Celui qui était l’artiste parrain de l’édition 2020 de l’exposition-encan des Impatients et qui a été nommé Artiste arts visuels de l’année par le Gala Dynastie 2020 est indéniablement à un point crucial de sa carrière.
Stanley Février est un homme qui marche, un artiste qui avance. Un artiste enragé, parfois. Engagé, toujours. Ses projets sont multiples et sa production fourmille d’idées nouvelles : il entend continuer et développer son travail de directeur général et conservateur en chef au sein du MAC invisible4, une plateforme numérique qu’il a mise sur pied en 2016 œuvrant pour la diversité au sein du monde de l’art au Québec et dont le but est de « redéfinir le paradigme du pouvoir5 ». Il projette aussi d’envahir les panneaux publicitaires de plusieurs quartiers de la métropole avec les paroles entendues dans la vidéo filmée par Joyce Echaquan, qui avait fait le tour des réseaux sociaux. Ébranlé par le destin tragique de cette femme atikamekw, décédée le 28 septembre 2020 à l’hôpital de Joliette, Stanley Février affirme : « Je ne peux pas ne pas agir. » Cette œuvre, Dossier classé / Classified File, comprendra aussi une pétition sur la plateforme change.org afin d’exiger que justice soit rendue pour Joyce Echaquan et que soient respectées toutes les communautés.

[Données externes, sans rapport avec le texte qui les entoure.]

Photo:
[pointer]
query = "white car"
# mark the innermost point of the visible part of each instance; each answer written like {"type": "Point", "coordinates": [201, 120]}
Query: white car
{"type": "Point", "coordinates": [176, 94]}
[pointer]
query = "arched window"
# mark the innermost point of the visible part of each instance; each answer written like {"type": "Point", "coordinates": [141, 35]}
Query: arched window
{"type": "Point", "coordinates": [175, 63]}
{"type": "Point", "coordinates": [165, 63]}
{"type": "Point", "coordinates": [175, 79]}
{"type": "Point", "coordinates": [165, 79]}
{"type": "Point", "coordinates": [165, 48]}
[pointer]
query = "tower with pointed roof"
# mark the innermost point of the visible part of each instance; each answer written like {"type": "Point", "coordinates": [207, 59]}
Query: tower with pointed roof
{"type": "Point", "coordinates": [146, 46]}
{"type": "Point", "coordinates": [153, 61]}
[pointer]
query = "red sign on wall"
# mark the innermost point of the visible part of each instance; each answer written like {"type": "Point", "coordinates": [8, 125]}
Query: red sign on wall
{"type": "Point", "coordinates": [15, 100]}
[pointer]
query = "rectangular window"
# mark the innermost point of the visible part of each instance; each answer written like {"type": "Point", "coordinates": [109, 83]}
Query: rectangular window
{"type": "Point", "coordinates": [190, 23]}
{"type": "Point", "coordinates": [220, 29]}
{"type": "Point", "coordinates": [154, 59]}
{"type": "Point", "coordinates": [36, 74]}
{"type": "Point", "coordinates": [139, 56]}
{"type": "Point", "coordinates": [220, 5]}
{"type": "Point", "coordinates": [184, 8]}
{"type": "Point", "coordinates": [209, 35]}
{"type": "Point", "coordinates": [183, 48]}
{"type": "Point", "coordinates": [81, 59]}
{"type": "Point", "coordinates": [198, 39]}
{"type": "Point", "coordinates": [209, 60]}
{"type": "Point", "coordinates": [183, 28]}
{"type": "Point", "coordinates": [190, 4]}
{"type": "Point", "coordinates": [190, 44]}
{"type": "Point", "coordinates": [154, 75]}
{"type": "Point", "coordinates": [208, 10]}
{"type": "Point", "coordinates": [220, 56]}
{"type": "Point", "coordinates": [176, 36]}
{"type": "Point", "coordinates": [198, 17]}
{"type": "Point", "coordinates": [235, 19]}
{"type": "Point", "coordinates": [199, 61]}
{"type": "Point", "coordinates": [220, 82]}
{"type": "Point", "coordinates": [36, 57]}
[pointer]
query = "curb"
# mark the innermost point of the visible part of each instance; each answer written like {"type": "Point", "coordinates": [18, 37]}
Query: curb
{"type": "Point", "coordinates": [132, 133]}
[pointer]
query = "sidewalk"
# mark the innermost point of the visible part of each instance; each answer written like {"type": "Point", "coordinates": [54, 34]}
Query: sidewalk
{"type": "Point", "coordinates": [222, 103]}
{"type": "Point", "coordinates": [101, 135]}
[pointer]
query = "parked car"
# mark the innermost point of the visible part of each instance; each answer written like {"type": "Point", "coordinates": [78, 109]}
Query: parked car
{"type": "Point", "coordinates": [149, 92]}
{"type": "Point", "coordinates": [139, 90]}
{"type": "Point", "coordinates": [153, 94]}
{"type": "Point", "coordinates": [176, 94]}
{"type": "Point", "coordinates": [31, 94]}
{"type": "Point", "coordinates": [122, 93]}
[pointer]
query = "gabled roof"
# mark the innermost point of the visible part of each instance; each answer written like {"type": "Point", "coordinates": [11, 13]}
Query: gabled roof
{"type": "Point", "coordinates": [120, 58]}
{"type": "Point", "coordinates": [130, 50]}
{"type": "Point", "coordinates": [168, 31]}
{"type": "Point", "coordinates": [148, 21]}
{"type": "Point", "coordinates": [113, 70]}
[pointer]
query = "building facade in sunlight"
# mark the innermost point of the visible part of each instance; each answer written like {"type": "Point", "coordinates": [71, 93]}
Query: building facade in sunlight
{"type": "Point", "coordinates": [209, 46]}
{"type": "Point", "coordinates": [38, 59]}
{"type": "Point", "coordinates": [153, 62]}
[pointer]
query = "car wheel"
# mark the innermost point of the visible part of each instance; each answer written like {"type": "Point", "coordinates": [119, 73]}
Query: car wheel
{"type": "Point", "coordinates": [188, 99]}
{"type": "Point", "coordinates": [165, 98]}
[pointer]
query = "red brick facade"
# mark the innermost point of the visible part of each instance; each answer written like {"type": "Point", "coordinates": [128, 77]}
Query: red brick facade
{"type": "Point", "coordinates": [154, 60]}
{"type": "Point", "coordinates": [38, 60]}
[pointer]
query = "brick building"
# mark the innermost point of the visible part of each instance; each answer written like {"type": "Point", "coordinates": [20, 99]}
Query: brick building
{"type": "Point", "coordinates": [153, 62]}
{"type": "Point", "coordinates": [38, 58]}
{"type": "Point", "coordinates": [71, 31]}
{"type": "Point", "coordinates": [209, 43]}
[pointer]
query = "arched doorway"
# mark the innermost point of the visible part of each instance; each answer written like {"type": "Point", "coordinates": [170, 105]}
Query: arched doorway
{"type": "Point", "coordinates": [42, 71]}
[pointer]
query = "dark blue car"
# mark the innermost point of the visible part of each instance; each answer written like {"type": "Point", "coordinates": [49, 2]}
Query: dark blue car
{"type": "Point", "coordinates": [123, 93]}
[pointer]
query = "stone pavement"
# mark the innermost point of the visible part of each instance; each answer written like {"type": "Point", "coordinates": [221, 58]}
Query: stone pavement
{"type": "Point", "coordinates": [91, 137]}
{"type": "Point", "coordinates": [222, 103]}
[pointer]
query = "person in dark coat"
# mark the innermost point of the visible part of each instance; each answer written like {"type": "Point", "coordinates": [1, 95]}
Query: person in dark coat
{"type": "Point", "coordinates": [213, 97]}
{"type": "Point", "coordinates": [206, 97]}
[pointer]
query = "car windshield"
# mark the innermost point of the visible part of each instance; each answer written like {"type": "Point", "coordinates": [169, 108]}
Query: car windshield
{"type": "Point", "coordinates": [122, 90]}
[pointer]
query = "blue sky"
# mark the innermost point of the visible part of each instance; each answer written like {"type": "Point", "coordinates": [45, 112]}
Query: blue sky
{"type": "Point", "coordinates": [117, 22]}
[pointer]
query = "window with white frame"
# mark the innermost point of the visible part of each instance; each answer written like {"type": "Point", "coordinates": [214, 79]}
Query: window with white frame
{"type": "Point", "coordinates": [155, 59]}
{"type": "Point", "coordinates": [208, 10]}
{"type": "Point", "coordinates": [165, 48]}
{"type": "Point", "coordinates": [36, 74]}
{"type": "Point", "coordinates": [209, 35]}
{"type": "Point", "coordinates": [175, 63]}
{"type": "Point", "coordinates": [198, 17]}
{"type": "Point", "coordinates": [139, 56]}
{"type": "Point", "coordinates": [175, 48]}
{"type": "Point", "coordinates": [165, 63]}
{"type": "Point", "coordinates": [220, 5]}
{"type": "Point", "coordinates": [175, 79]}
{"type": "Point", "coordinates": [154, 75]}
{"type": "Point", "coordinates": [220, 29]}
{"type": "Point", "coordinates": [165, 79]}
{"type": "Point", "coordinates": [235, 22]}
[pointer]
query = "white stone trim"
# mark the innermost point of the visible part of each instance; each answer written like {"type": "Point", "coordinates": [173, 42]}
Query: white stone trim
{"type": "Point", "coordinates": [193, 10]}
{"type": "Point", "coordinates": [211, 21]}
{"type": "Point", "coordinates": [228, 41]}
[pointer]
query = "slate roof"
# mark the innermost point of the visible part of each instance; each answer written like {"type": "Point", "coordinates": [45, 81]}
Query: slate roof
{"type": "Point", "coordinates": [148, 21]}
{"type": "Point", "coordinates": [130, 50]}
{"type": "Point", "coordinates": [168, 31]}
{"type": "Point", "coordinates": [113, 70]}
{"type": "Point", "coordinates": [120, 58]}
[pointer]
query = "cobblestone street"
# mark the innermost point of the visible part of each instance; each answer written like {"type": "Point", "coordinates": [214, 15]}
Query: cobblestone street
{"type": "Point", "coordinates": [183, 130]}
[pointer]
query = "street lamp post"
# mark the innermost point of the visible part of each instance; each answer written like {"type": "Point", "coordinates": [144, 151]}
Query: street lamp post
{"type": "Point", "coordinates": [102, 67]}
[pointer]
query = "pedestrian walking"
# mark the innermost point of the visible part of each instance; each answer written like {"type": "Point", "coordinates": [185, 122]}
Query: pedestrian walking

Et du 21 novembre au 21 décembre 2020, la Galerie Rad Hourani (Montréal) présentait sa plus récente exposition, Au commencement était… Alphonse Allais, sur le plagiat et l’appropriation en art.
Celui qui était l’artiste parrain de l’édition 2020 de l’exposition-encan des Impatients et qui a été nommé Artiste arts visuels de l’année par le Gala Dynastie 2020 est indéniablement à un point crucial de sa carrière.
(1) MNBAQ, Nouvelles, 1er septembre 2020 : https://www.mnbaq.org/blogue/2020/09/01/le-4e-prix-en-art-actuel-du-mnbaq-decerne-a-stanley-fevrier.
(2) Toutes les citations de Stanley Février sont tirées d’un entretien réalisé le 24 octobre 2020.
(3) Entretien avec Bernard Lamarche, 24 novembre 2020.
(4) Pour consulter la plateforme du MAC-I : http://mac-i.com/musee.php.
(5) Entretien avec Stanley Février, op cit.